Furthermore, Capcom and Atlus had their own flirtations with headlines regarding their finances. Capcom revealed a startlingly low amount of cash-on-hand back in September, and it may very well lack the financial resources for an easy transition to a new console generation. The publisher plans to increase DLC prevalence and spend more resources on the mobile market, but the next few quarters will be extremely consequential to the publisher’s ability to thrive in the next generation – or even survive at all.
Atlus, on the other hand, is in perfect financial shape; its parent company, Index Corp., wasn’t, and it declared bankruptcy in late June. Nothing at Atlus was actually disrupted, and Sega later bought all of Index, including Atlus, in September. It’s just another addition to publishers’ financial issues and uncertainties.
Paymium & Microtransactions: More than Your Gamestop Purchase…
In an effort to increase revenue, publishers are increasingly seeking ways to wrangle more cash from gamers after a game is already purchased.
I really like the term “paymium” for these kinds of games. In any case, it’s increasingly clear that publishers are getting more aggressive about post-purchase monetization. So far, these attempts have mostly angered certain segments of gamers while attracting others (the ratios of which are unclear); Dead Space 3 and Forza 5 are notable examples. Both show the PR risks fraught with microtransactions, and it’s clear that kinks, from parameters defining what should be purchasable to the pricing of content, have yet to be ironed out. ($30 for a single car in Forza 5? Turn 10 & Microsoft: what were you thinking?)
Yet it’s also clear that post-purchase monetization is not disappearing, so the only question is how it will be implemented in the future.
Trigger-Happy with Lawsuits?
There were two notable lawsuits filed against publishers in 2013. First, a class action suit filed against Gearbox and Sega regarding false advertising of Aliens: Colonial Marines is officially going to court; motions by Sega and Gearbox to dismiss the case were rebuffed.
Second, EA is now being sued over misleading statements about the financial prospects and developmental state of Battlefield 4. Investors allege that EA made these statements knowing that they were false, and that executives profited by selling their shares at artificially high prices that resulted from these statements.
It’s unclear if this is normal or an anomaly, but I don’t recall (in my limited memory) legal action like this occurring recently in the industry. The Aliens suit, filed by consumers against developers/publishers, is of particular note. It simply feels wrong not to mention these two events.
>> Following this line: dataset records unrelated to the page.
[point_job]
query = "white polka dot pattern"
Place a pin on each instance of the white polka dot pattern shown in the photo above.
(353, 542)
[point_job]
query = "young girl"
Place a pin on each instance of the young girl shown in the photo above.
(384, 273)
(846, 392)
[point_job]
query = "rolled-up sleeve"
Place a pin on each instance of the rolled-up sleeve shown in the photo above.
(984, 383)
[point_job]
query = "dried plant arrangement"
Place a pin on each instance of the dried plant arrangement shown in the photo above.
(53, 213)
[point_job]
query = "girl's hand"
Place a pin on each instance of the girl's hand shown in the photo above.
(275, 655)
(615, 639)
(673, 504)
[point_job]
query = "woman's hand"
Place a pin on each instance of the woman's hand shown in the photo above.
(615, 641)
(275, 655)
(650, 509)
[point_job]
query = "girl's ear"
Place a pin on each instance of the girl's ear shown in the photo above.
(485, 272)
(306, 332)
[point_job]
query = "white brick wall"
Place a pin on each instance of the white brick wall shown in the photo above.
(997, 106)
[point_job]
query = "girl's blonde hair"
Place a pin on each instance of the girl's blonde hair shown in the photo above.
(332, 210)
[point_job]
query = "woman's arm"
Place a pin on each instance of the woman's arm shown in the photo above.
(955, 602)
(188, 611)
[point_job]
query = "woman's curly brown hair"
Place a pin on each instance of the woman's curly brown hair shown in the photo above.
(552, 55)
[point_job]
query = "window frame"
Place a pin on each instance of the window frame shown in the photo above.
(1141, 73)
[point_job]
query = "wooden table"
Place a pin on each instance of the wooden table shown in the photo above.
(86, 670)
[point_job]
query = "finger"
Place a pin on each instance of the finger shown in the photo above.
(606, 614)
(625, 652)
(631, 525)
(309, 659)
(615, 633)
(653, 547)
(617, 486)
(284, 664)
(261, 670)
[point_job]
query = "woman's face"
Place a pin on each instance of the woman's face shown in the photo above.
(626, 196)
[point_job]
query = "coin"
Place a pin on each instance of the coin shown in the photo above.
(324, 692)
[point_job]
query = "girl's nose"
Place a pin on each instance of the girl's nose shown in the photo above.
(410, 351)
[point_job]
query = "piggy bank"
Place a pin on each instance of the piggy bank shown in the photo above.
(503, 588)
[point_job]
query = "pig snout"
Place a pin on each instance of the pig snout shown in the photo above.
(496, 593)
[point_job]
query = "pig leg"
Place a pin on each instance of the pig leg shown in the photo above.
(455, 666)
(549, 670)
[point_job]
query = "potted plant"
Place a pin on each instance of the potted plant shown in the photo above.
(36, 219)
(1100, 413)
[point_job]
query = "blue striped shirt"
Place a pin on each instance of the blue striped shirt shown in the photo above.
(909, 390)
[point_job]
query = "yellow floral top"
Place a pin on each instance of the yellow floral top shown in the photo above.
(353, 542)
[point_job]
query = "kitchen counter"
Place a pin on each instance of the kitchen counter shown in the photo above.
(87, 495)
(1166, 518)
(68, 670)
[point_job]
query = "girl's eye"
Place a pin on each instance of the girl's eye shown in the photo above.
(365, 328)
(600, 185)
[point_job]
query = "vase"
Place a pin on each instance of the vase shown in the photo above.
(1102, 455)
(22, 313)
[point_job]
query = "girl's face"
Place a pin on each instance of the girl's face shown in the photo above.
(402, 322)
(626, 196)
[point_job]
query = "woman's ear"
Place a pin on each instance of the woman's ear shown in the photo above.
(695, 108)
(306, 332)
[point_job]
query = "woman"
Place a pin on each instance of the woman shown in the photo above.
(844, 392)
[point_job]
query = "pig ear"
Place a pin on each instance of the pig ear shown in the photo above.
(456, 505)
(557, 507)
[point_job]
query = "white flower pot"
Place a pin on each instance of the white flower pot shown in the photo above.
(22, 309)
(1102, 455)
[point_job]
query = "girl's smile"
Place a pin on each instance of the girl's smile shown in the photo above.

For some random status updates: I’m still working on the second part of the Gnosticism/FF7 analysis. I also plan on writing an economic/financial argument (from the consumer’s viewpoint) against season passes when I get the chance. There are serious moral hazard & adverse selection concerns present in season passes (and pre-ordering in general, but especially so in season passes), and I don’t see anyone pointing it out in the broader media. (Jim Sterling does make an argument in one episode of the Jimquisition, but he uses anecdotal evidence, not the underlying economic reasoning.)